Taken on the nights of 25 September and 24 October 2013. Backyard observatory, Turramurra, Sydney.
Going to be honest here David, it looks pretty ummm? Yuk
It has the hallmarks of the things one would expect from the great gear used buuuut I think you should have another tinker, love to see what else you might come up with so put it up here when you do
Luckely, you can ignor Mike, as many many do. Granted its crap in some ways, but I like your thinking on his one. All the hallmarks of budding "astro art", bugger the purists, youll get there.
Luckely, you can ignor Mike, as many many do. Granted its crap in some ways, but I like your thinking on his one. All the hallmarks of budding "astro art", bugger the purists, youll get there.
LOL, I happened to discover something in PixInsight called LocalHistrogramTransformation, gave a couple of runs will definitely control my excitement.

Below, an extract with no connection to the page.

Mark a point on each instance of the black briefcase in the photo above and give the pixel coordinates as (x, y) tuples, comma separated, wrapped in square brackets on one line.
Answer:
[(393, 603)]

Thanks for your advice
Quote:
Originally Posted by Bassnut
Overprocessed to hell, but different, nice change to the usual overwhelmingly yet again boring RGB.
LOL too, I watched too much PI on Youtube and tried them all on this image.
Quote:
Originally Posted by strongmanmike
Going to be honest here David, it looks pretty ummm? Yuk
It has the hallmarks of the things one would expect from the great gear used buuuut I think you should have another tinker, love to see what else you might come up with so put it up here when you do
Mike
Thanks Mike, much to learn I am. Thanks for you valuable comments. Will try to process this one again surely.
Quote:
Originally Posted by alpal
I think the raw data stacks of: Ha, SII and OIII, would be excellent.
I'd like to have a go at processing it.
Sure alpha, Please have a go Perhaps write down what are your steps too for us novices to follow!
Its a striking image David. As mentioned the most obvious processing issue is its oversharpened. Sharpening is best done selective with a mask as it can be quite a destructive process.
Loving that data! I ended up doing a sigma reject, with a Catmul-Rom, and then a Sum-Median stack - all CCDStack of course.
Decided against colour (green... no thanks!), went grayscale.
LOTS and LOTS of detail! I had to upload as a jpeg - Astrobin is having an issue with png's at the moment. Hence some image artifact.
Lay off the fake diffraction spikes though David - the beauty of a 155mm AP refractor ruined with fake diffraction spikes I dunno, never like seeing M42 "hanging" - I had to rotate it 180°
No actually, it would make a wonderful bathroom tile or ceramic piece, seriously . So yes, as a monochrome art work it does look quite striking but as an astronomical image...I dunnooo needs more colours and variation I recon
No actually, it would make a wonderful bathroom tile or ceramic piece, seriously . So yes, as a monochrome art work it does look quite striking but as an astronomical image...I dunnooo needs more colours and variation I recon
Agree. As has been mentioned many times before, green does not belong in space I have NO intention of ever using an nitrogen filter personally. M42 looks YAK in green.
I am going to replace colours and see if I can come close to an RGB with it
If you have time alpal, would love to see what others can come up too. Thanks in advance.
David
Hi David,
I got an interesting effect by reprocessing with swapped Hubble palette.
Now Ha = Red, SII = Green & OIII stayed Blue.
It was reprocessed & then added approximately 50% opacity with the
last pic with normal Hubble palette.
It was then rotated & cropped.
A lot of great detail came popping out.
As others have suggested I tried without green and without sharpening it too much , I don't understand why green (Ha) signal is so strong?
Isn't Hydrogen the most common element so makes sense it's more abundant? Have a look at the exposure times that the narrowband gurus like Fred V use. Hours and hours on just SII. Need that to get the signal/noise ratio up so it can be stretched enough to match the Ha.